L’assistance d’un avocat n’était pas nécessaire devant les autorités administratives pour que M.________ puisse défendre ses intérêts. En effet, les autorités établissent les faits et appliquent le droit d’office (art. 28 al. 1 et 41 al. 1 LPA-VD). Les faits de la cause étaient simples et ne présentaient aucune difficulté, l’impossibilité objective de la Prison de la Croisée d’organiser des rencontres privées ne posant pas de questions juridiques complexes qu’il n’était pas en mesure de comprendre et de surmonter seul, d’autant que si le recourant ne parle pas le français, il comprend cette langue lorsque le personnel carcéral communique avec lui (P. 3/2/8). De plus, le chef du SPEN a instruit le recours de M.________ de manière complète et détaillée, sollicitant l’avis de la Direction de la Prison de la Croisée et celui du détenu. Dans ces conditions, l’assistance judiciaire pour la procédure administrative ne se justifiait pas.
Quant à l’assistance judiciaire pour la procédure de recours, elle doit être rejetée pour les mêmes motifs, qui valent « mutatis mutandis ». La désignation d’un avocat d’office n’était objectivement pas nécessaire au vu de la simplicité de la cause en fait et en droit et le recours était dénué de chance de succès.
4.
Il résulte de ce qui précède que le recours interjeté par M.________, manifestement mal fondé, doit être rejeté sans échange d’écritures (art. 390 al. 2 CPP), la décision entreprise étant confirmée et la requête d’assistance judiciaire rejetée.

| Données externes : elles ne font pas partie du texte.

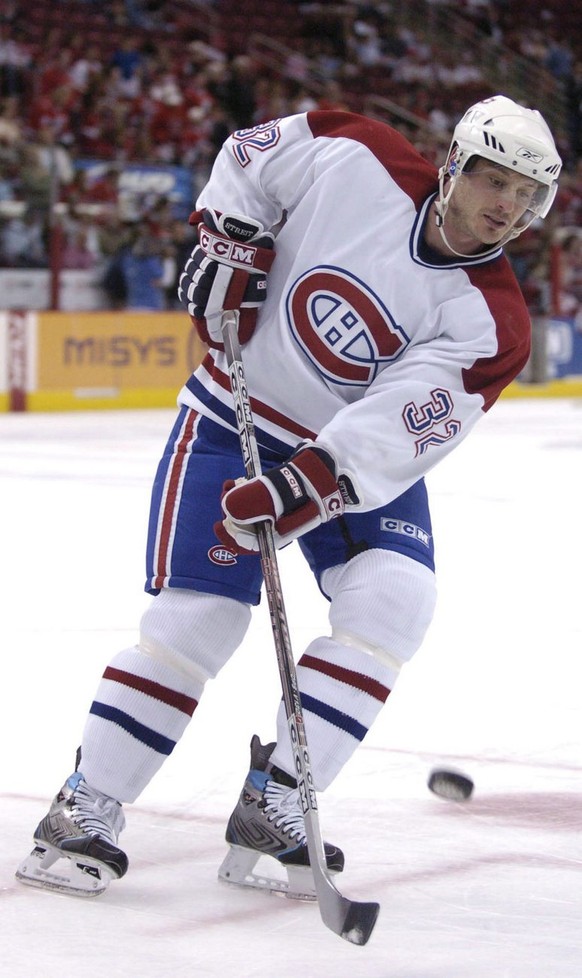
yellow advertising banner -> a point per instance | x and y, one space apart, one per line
112 358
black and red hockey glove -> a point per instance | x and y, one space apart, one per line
294 497
226 270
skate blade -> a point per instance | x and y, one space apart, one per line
238 865
76 875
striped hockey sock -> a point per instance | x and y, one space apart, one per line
342 692
140 711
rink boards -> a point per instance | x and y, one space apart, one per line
63 361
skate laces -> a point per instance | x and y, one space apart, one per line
282 809
95 813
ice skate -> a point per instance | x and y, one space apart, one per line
75 844
268 821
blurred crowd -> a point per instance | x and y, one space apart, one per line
122 82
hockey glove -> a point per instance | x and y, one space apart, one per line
226 270
294 497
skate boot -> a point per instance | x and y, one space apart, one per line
80 833
268 821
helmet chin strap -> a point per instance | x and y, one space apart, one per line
441 206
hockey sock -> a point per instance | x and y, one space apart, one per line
342 692
140 711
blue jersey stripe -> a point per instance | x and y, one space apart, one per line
159 743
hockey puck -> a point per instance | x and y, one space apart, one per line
450 785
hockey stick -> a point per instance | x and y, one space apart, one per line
349 919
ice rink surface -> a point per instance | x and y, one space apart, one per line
491 888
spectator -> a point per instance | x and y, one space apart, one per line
22 241
143 271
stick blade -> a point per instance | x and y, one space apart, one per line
350 919
359 922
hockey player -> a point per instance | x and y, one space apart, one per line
380 320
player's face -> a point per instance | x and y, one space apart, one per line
486 204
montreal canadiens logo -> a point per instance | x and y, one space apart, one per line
342 327
222 556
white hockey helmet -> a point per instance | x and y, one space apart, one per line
500 130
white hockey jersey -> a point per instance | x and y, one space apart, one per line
384 351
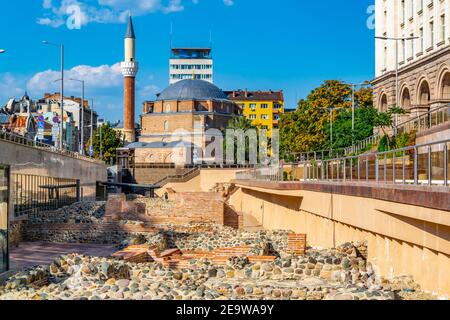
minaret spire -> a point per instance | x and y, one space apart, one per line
130 30
130 69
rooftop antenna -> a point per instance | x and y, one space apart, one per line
210 39
171 35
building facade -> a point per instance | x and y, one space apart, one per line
263 108
423 63
175 126
191 63
50 104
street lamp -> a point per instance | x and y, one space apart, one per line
82 117
331 125
61 129
396 66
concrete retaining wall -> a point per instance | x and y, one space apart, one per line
403 239
28 160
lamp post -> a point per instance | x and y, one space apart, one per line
91 147
61 130
82 152
331 125
101 145
396 67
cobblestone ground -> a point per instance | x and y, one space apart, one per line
341 273
76 277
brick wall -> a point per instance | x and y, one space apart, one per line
181 208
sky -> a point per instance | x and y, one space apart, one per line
289 45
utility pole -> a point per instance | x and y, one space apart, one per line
101 145
81 148
91 147
61 129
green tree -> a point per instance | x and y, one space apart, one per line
307 128
110 142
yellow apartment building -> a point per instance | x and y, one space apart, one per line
263 108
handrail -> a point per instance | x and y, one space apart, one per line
426 119
11 137
412 165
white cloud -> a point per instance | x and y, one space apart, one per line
10 87
107 11
101 77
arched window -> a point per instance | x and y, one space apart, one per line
406 99
445 87
383 103
424 94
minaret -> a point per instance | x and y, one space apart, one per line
129 70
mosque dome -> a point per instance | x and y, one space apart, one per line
192 90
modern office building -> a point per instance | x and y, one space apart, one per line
421 54
263 108
191 63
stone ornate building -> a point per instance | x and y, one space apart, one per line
423 63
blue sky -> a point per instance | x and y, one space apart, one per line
258 44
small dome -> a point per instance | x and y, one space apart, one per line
192 90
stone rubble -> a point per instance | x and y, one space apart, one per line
319 275
342 273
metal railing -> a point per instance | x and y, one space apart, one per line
426 164
11 137
32 193
338 152
271 173
362 145
433 118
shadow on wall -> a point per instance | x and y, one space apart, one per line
288 202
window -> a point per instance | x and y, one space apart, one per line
431 34
4 193
403 50
403 11
420 39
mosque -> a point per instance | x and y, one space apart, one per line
174 127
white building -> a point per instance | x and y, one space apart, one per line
191 63
423 63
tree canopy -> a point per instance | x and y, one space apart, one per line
308 127
111 141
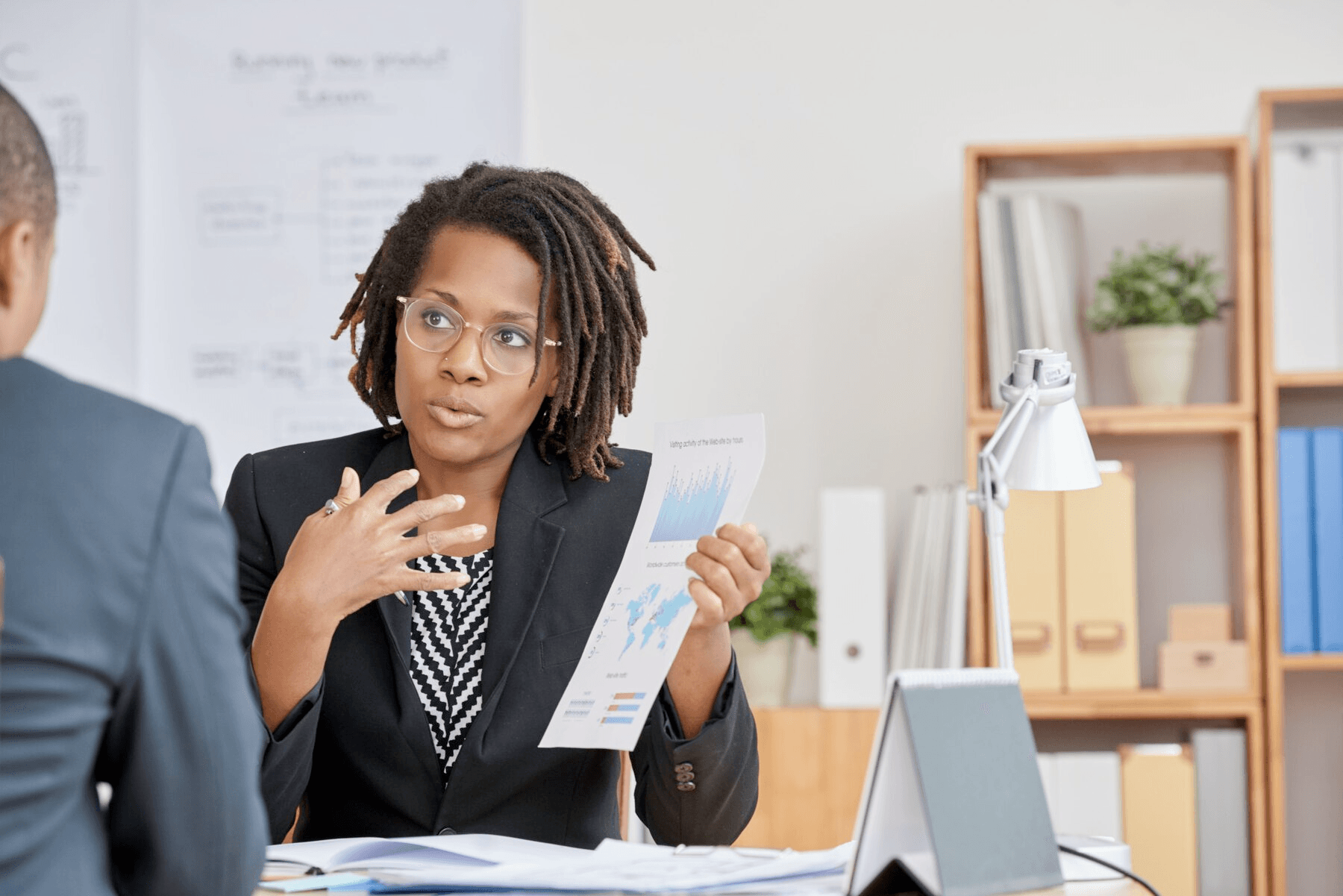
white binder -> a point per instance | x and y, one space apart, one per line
852 598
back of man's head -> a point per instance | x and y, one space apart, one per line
27 221
27 179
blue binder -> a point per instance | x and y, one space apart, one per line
1327 481
1296 554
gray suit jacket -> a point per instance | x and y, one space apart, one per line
121 656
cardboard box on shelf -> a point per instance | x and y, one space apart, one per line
1202 665
1200 622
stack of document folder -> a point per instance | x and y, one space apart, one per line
495 862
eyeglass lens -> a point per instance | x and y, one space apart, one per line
434 327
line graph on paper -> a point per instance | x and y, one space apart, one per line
692 504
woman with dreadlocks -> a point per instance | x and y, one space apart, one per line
421 592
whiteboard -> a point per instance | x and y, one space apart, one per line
278 141
226 168
70 63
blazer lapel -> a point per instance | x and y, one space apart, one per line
525 545
396 618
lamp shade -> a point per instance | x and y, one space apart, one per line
1054 451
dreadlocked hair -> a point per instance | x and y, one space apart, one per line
584 254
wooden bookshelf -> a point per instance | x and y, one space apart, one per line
1229 421
1309 379
1311 662
1148 703
1146 421
1292 109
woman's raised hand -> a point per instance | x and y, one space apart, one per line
339 562
732 566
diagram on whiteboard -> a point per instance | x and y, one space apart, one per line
701 476
281 156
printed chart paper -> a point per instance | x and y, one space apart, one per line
703 476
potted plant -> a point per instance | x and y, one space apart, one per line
767 632
1156 298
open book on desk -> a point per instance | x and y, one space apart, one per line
476 862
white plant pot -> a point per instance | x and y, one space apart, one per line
1161 362
763 668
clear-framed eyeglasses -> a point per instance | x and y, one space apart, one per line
436 327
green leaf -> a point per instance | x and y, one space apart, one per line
1155 286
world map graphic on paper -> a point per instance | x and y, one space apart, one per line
649 617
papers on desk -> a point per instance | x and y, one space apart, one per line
488 862
703 474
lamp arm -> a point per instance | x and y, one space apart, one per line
992 498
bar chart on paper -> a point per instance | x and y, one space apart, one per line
701 476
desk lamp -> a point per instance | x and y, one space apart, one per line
954 805
1040 445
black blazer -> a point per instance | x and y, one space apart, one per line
357 751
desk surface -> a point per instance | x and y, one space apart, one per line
1095 889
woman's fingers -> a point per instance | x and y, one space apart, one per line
751 543
419 512
719 579
743 554
708 604
348 491
383 493
441 540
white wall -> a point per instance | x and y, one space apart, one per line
795 169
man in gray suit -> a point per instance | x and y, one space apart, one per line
121 657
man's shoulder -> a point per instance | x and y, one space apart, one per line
60 410
355 451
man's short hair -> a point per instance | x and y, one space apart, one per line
27 179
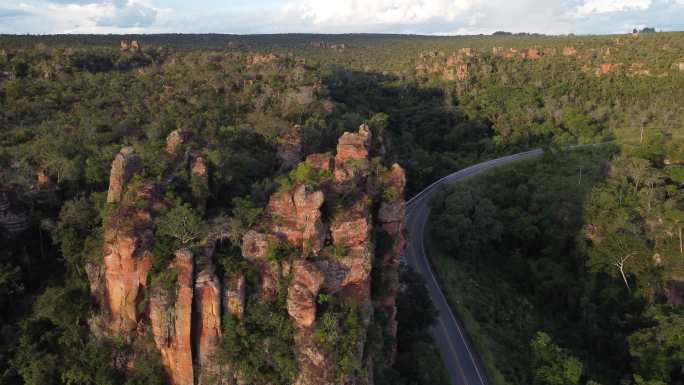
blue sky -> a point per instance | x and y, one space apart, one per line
437 17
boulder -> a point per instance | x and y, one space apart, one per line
175 140
351 160
290 148
126 263
125 164
320 162
296 215
207 324
569 51
302 292
234 296
171 321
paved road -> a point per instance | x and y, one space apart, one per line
460 359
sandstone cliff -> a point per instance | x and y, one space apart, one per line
318 245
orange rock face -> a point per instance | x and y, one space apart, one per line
234 296
290 148
171 320
532 54
175 140
207 323
260 59
301 294
351 160
569 51
296 215
125 164
606 68
127 261
391 217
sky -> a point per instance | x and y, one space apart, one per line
429 17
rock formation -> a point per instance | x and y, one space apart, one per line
127 260
290 148
125 164
305 254
171 320
337 265
569 51
14 218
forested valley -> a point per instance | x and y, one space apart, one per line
566 269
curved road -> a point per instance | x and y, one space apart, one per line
459 358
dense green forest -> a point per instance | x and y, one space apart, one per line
568 268
561 312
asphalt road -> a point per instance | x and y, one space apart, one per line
460 359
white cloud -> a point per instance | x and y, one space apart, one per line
339 16
387 12
604 6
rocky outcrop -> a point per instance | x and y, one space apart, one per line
175 140
388 251
234 296
207 322
290 148
125 164
302 292
260 59
674 292
606 68
126 263
532 54
351 160
130 45
255 248
304 253
342 269
171 319
14 217
295 214
569 51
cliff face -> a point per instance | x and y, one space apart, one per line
338 255
317 245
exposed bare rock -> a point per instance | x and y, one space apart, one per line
171 320
290 148
459 72
260 59
127 261
125 164
199 169
320 162
351 160
296 215
175 140
391 217
674 292
314 366
234 296
207 323
531 54
303 95
301 295
638 68
343 269
43 179
569 51
95 274
606 68
255 248
14 218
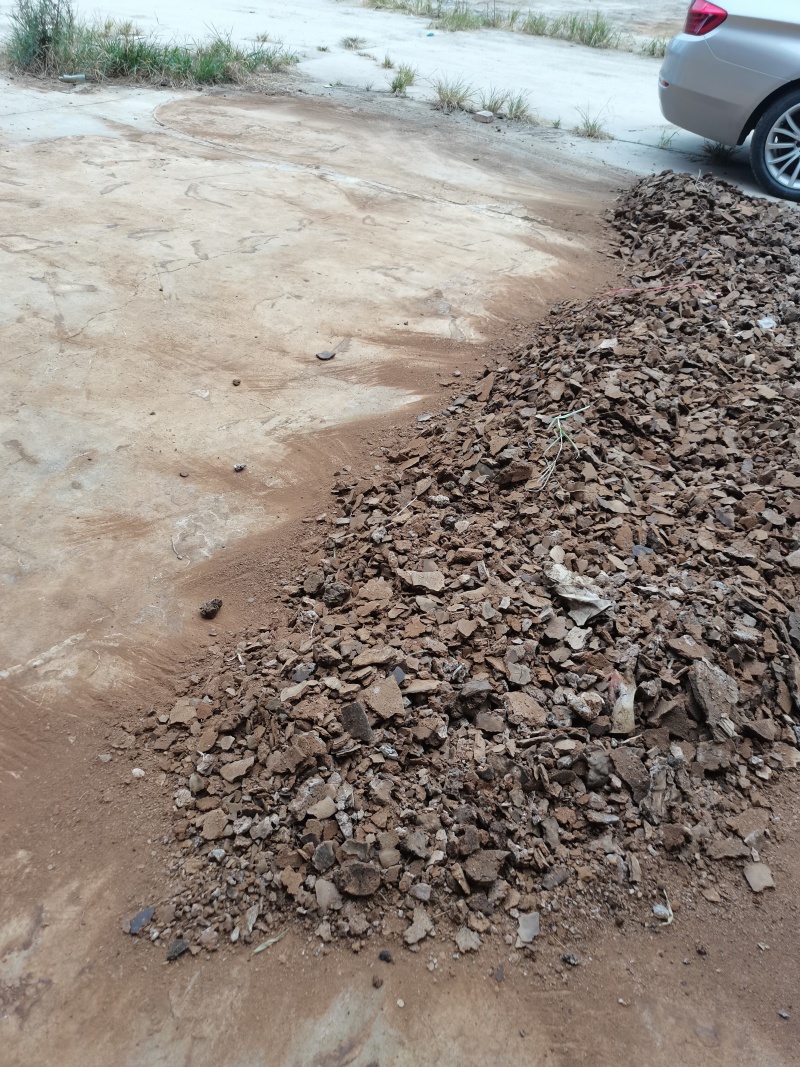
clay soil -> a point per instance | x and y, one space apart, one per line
83 843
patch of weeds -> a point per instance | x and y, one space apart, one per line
517 109
536 25
666 140
47 38
595 31
715 152
512 18
452 94
590 126
428 9
656 48
460 17
493 99
403 79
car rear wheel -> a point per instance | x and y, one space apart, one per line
774 153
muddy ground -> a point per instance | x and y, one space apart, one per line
161 248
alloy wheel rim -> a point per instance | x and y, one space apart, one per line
782 149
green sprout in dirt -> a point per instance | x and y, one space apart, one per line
452 94
656 48
665 141
590 126
405 77
47 38
517 109
561 438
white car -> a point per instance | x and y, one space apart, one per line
735 70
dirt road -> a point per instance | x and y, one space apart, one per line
162 248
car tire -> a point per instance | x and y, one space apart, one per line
773 145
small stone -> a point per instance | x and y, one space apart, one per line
360 879
209 609
209 939
323 932
385 698
483 868
328 895
355 721
555 877
490 722
527 927
758 877
466 940
177 948
430 582
237 769
673 837
139 921
419 928
323 809
324 857
335 594
213 824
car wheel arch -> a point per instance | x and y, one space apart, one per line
764 106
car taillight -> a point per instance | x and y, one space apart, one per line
703 17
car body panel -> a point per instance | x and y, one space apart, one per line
716 82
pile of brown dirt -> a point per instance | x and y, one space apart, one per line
548 655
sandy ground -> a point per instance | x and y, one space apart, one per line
161 245
166 245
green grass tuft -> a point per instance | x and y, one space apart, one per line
656 48
452 94
715 152
492 99
403 79
590 126
47 38
517 109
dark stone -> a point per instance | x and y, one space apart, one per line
555 877
324 857
360 879
209 609
335 594
177 949
140 920
355 721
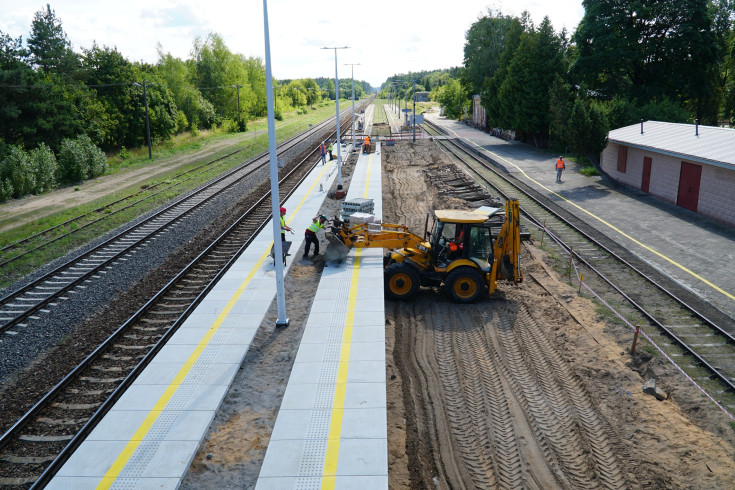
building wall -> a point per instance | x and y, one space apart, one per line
715 194
716 188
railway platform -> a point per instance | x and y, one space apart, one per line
332 422
693 250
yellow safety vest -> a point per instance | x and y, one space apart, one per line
316 226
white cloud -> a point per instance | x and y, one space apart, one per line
385 37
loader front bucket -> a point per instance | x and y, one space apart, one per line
336 250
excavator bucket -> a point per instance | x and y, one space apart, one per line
336 250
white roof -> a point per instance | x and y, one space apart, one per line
713 145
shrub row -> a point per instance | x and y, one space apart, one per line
39 170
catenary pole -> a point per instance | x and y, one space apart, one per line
353 65
282 320
336 98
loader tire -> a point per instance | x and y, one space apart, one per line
402 281
464 285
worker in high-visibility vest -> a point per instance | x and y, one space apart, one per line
310 235
560 166
284 226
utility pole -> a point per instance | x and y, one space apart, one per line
353 65
336 97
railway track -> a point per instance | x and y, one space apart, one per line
18 307
11 253
692 332
33 449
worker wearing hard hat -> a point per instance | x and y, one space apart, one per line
284 226
310 235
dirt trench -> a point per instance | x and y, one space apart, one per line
524 389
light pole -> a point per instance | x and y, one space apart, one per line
353 65
282 320
336 97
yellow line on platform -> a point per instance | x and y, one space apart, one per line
329 474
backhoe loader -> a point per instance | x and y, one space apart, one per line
464 252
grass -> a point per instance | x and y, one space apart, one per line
251 143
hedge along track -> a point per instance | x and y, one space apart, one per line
17 308
45 437
691 331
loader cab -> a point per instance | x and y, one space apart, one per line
459 234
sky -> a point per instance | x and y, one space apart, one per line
385 37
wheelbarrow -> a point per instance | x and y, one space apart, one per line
285 246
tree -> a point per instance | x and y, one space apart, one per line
524 92
16 169
49 47
649 50
560 100
195 109
217 72
454 98
485 43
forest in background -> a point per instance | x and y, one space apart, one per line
627 61
61 110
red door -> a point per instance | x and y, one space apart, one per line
689 180
646 178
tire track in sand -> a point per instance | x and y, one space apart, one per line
560 408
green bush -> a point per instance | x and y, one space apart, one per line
80 159
16 168
44 167
73 165
230 126
6 190
181 122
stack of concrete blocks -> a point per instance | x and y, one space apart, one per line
358 205
374 225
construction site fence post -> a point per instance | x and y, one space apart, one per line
571 253
543 232
635 338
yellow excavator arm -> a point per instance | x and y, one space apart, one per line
389 236
507 248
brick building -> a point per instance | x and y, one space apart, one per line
690 165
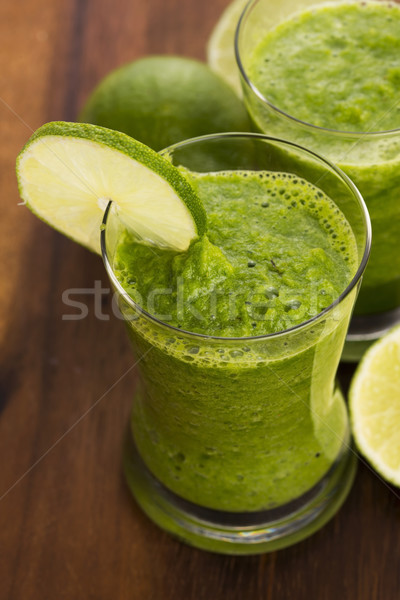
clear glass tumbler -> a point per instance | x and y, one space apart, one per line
371 160
241 445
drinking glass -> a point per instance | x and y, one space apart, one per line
241 445
371 160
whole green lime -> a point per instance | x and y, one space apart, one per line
160 100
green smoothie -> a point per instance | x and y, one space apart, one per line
337 66
251 423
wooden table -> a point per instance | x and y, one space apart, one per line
68 526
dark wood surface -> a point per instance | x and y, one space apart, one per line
68 526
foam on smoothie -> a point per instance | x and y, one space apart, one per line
278 252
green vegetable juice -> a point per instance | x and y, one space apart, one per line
336 66
237 422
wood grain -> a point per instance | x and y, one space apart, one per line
69 529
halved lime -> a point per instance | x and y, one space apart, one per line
220 47
67 173
375 406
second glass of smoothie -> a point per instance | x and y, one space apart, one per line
239 440
327 76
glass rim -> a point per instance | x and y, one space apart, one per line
304 124
242 135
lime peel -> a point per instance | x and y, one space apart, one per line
67 173
375 406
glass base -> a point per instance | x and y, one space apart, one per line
238 533
365 330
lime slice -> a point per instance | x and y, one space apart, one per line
220 47
375 406
67 173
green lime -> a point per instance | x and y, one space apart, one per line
375 406
67 173
161 100
220 48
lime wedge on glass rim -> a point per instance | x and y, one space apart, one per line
374 399
68 172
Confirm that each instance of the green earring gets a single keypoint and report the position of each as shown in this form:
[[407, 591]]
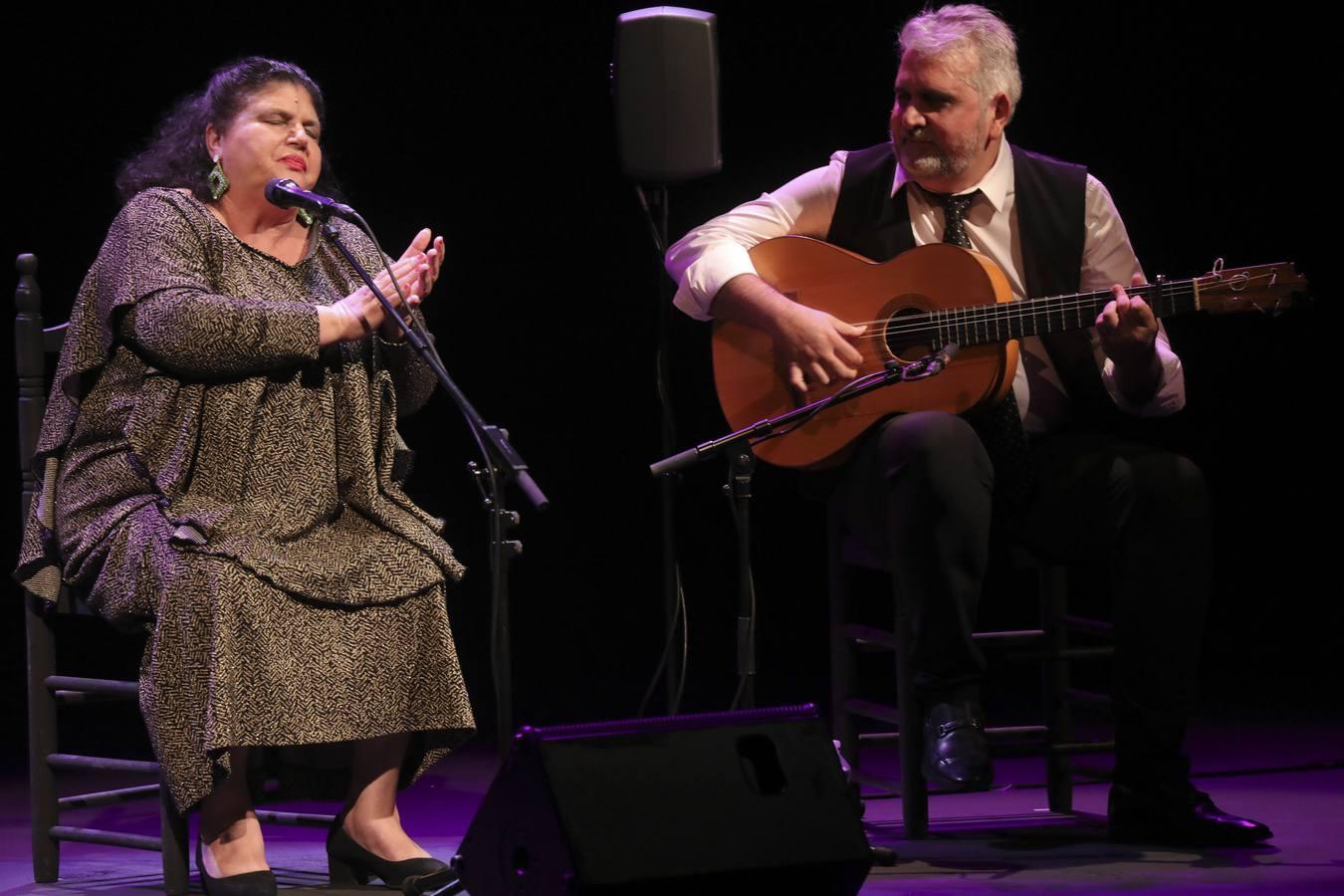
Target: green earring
[[217, 180]]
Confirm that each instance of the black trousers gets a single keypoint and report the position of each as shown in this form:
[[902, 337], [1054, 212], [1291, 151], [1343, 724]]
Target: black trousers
[[921, 491]]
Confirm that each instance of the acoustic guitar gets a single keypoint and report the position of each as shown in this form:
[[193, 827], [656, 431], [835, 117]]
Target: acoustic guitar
[[916, 304]]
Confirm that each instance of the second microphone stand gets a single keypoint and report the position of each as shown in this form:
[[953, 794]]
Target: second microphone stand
[[741, 466], [499, 461]]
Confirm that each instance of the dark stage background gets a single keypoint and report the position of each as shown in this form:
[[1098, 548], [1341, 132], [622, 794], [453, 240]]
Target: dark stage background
[[494, 126]]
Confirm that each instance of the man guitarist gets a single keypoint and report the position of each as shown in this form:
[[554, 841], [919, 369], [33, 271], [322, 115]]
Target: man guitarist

Les frais de la procédure de recours, constitués en l’espèce du seul émolument d’arrêt, par 1'430 fr. (art. 20 al. 1 TFIP [Tarif des frais de procédure et indemnités en matière pénale du 28 septembre 2010; BLV 312.03.1]), seront mis à la charge du recourant, qui succombe (art. 428 al. 1, 1re phr., CPP).
Par ces motifs, la Chambre des recours pénale prononce:
Par ces motifs, la Chambre des recours pénale prononce:
I. Le recours est rejeté. II. La décision du 31 mai 2023 est confirmée. III. La requête d’assistance judiciaire est rejetée. IV. Les frais d’arrêt, par 1'430 fr. (mille quatre cent trente francs), sont mis à la charge de M.________. V. L’arrêt est exécutoire.
Le président: La greffière:
Du
Le présent arrêt, dont la rédaction a été approuvée à huis clos, est notifié, par l'envoi d'une copie complète, à: - Me Mathias Micsiz, avocat (pour M.________), - Ministère public central,
et communiqué à: - M. le Chef du Service pénitentiaire, - Direction de la Prison de la Croisée,
par l’envoi de photocopies.
Le présent arrêt peut faire l'objet d'un recours en matière pénale devant le Tribunal fédéral au sens des art. 78 ss LTF (loi du 17 juin 2005 sur le Tribunal fédéral; RS 173.110). Ce recours doit être déposé devant le Tribunal fédéral dans les trente jours qui suivent la notification de l'expédition complète (art. 100 al. 1 LTF).